Breakout Session VII

Breakout Session VII
Friday 12:00-12:45

Game-based statistical assessments: Bypassing the self-serving biases.

Authentic statistical assessment begins with measurement. Game-based assessments (GBAs) can capture authentic student performance data that (a) are authentic byproducts of play, (b) circumvent self-serving biases, (c) create feedback loops, and (d) provide social comparisons. GBA outcomes are summarized by TAPAS (Time, Attempts, Points, and Accuracy automatically sent to a Spreadsheet). Multiple-choice assessments only measure content accuracy. We briefly describe six game-based projects that assess (1) students’ abilities to detect lies, (2) a gamified statistics course, (3) belief in psychological myths, (4) a game-based grading structure, (5) a game-based degree audit, and (6) a game-based view of the student retention crisis.

Thomas Heinzen
William Paterson University

Susan Nolan
Seton Hall University

David Plested
William Paterson University

Thomas Heinzen is a statistician and social psychologist at the William Paterson University of New Jersey and director of their Game-Based Experience Lab.
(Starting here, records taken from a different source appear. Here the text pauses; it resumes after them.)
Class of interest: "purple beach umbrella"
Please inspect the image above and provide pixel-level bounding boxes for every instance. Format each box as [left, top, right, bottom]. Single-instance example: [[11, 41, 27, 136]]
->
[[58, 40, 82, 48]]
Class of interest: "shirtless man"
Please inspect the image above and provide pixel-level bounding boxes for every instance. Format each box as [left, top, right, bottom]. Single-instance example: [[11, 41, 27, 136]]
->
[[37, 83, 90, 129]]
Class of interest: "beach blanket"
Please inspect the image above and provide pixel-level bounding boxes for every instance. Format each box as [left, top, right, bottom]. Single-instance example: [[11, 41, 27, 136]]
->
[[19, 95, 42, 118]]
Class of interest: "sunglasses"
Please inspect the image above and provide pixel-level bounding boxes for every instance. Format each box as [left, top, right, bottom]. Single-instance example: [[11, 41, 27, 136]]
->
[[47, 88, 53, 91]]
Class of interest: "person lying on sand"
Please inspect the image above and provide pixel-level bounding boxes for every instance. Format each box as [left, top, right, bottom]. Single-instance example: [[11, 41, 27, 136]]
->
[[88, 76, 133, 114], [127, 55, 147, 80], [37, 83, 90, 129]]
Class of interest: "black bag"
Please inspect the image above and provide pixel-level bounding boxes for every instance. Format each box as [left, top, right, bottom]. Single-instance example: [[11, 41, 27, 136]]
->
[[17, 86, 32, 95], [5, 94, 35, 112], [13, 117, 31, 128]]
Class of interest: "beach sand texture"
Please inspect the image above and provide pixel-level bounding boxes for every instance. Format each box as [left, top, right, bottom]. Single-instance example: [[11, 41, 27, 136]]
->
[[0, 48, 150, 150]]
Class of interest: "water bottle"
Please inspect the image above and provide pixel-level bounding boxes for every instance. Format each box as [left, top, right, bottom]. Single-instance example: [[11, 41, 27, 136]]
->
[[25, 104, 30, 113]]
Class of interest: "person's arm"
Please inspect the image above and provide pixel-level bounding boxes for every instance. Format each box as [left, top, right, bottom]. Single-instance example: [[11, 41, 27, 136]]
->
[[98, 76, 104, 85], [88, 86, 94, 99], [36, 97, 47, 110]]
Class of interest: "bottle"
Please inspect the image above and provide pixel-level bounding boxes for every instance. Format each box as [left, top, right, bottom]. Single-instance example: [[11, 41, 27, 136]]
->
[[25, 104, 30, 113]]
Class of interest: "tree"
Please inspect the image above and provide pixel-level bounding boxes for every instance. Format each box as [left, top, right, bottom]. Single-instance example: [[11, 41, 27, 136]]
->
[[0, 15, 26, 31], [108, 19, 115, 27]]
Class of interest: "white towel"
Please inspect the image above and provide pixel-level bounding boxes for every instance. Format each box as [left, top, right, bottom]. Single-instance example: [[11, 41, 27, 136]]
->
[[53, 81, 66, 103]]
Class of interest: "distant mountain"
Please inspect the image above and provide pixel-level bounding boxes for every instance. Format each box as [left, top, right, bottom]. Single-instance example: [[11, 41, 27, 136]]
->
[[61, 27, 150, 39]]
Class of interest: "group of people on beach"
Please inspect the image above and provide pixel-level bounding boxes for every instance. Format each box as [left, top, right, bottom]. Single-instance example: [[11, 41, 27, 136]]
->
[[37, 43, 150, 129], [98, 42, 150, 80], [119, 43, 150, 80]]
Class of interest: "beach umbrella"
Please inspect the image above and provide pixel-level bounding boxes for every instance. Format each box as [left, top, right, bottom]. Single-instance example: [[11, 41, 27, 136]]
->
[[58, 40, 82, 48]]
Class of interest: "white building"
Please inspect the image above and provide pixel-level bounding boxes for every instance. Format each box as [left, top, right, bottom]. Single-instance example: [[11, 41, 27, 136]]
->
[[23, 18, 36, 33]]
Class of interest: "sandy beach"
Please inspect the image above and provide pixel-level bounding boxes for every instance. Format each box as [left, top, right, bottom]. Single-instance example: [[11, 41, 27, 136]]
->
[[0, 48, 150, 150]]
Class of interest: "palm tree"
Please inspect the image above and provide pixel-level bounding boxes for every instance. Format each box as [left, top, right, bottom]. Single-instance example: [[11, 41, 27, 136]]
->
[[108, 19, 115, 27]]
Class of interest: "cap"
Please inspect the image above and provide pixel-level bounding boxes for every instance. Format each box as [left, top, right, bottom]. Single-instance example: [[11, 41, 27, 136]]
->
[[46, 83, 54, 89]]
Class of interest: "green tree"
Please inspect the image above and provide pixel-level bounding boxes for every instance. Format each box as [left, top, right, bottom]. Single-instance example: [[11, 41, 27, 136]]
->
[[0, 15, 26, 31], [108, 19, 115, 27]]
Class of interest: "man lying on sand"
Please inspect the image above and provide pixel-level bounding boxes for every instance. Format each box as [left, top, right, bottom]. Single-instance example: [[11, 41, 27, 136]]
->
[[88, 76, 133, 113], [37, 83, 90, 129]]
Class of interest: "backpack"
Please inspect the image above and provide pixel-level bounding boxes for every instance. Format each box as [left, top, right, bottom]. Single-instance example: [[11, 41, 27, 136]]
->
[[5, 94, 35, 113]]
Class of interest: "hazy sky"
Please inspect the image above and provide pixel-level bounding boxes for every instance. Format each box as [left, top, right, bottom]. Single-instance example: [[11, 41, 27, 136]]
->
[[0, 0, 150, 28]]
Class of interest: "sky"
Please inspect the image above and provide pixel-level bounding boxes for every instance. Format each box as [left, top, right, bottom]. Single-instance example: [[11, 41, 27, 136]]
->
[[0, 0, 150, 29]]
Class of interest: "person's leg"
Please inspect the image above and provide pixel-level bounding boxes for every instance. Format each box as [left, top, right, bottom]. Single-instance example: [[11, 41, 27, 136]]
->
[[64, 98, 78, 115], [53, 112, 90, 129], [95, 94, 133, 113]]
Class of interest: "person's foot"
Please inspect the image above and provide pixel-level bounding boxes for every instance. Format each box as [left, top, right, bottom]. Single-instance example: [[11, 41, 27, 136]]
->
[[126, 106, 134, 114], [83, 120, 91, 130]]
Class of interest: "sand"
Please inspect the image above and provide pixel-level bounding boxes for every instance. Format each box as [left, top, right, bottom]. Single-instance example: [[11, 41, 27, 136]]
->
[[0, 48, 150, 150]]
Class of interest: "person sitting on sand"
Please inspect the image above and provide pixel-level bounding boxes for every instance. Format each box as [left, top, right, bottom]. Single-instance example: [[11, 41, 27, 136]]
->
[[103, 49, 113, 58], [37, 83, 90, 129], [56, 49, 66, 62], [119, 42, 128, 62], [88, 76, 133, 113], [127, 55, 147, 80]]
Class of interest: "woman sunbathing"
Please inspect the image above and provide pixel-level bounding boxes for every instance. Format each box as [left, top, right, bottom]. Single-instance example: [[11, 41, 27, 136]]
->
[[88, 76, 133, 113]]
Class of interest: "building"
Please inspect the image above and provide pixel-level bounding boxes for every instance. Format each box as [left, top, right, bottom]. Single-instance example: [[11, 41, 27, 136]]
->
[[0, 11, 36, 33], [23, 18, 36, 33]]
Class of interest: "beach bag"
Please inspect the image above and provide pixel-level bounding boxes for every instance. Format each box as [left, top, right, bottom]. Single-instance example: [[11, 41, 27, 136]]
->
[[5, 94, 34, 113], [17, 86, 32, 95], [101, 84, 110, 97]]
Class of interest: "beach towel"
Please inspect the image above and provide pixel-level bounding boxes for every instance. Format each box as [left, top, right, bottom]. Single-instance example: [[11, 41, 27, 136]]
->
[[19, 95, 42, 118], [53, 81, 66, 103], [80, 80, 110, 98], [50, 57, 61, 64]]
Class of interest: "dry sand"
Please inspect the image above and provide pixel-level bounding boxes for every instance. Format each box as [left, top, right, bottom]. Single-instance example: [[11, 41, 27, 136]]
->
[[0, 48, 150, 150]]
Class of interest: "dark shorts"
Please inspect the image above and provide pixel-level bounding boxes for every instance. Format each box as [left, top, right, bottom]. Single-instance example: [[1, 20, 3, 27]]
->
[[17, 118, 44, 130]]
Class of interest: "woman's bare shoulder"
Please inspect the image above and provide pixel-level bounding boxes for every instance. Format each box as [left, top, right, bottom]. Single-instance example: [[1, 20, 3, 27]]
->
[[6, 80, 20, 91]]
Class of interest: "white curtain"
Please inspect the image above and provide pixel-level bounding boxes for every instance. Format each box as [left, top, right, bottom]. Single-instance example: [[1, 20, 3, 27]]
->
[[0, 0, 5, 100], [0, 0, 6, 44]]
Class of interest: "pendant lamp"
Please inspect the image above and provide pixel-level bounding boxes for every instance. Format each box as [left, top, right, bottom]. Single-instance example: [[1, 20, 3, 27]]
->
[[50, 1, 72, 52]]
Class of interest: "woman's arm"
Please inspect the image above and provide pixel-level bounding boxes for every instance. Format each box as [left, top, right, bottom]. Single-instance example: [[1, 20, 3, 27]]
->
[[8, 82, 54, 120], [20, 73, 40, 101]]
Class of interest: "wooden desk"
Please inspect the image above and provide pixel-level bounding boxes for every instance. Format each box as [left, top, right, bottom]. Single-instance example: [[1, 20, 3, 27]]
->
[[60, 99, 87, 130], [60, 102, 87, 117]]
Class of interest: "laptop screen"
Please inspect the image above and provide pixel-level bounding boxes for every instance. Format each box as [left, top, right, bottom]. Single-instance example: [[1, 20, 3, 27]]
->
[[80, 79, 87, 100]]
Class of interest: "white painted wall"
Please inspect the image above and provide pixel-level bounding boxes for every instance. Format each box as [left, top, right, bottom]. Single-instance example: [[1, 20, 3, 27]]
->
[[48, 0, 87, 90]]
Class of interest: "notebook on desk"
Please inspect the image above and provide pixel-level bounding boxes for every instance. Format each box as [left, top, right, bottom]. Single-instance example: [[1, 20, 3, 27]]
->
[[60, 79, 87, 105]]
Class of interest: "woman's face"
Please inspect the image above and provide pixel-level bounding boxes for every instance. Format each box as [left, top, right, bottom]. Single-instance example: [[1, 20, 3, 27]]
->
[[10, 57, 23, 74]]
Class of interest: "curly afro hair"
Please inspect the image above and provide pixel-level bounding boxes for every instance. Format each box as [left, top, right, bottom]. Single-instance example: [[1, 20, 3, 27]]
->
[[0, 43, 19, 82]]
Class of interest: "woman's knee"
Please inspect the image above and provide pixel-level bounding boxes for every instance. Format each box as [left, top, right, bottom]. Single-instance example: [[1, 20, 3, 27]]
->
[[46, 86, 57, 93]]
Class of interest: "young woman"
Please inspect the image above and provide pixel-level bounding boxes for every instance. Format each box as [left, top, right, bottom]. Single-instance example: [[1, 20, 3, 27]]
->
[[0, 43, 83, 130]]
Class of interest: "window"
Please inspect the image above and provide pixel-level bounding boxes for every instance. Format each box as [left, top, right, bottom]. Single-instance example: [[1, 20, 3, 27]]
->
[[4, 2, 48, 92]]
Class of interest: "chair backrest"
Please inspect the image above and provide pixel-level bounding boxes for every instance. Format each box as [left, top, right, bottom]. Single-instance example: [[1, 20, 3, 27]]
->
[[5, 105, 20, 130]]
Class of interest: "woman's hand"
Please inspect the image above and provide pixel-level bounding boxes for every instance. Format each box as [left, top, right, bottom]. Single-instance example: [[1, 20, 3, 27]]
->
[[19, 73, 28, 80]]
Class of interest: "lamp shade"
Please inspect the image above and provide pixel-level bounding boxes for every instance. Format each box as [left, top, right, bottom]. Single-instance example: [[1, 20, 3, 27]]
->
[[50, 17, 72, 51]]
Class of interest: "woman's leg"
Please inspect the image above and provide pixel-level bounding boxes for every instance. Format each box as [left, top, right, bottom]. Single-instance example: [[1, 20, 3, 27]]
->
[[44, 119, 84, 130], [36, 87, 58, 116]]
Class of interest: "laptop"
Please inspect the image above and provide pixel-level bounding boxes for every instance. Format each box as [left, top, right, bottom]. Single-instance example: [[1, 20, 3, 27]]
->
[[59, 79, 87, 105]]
Their lab brings together students and faculty to solve problems in higher education, with a special focus on  college student retention.

Susan Nolan is professor of clinical psychology and statistics and department chair at Seton Hall University.  She is the author of a Statistics textbook and a General Psychology textbook, a recipient of a Federal STEM grant, and author of several books and journal articles. She has served as President of the Eastern Psychological Association and the APA representative to the United Nations.

David Plested is adjunct professor of statistics and social psychology at William Paterson University. He is a graduate of the University of Dundee, Scotland and heads the statistical tutoring division at William Paterson University and conducts game-based research about student retention.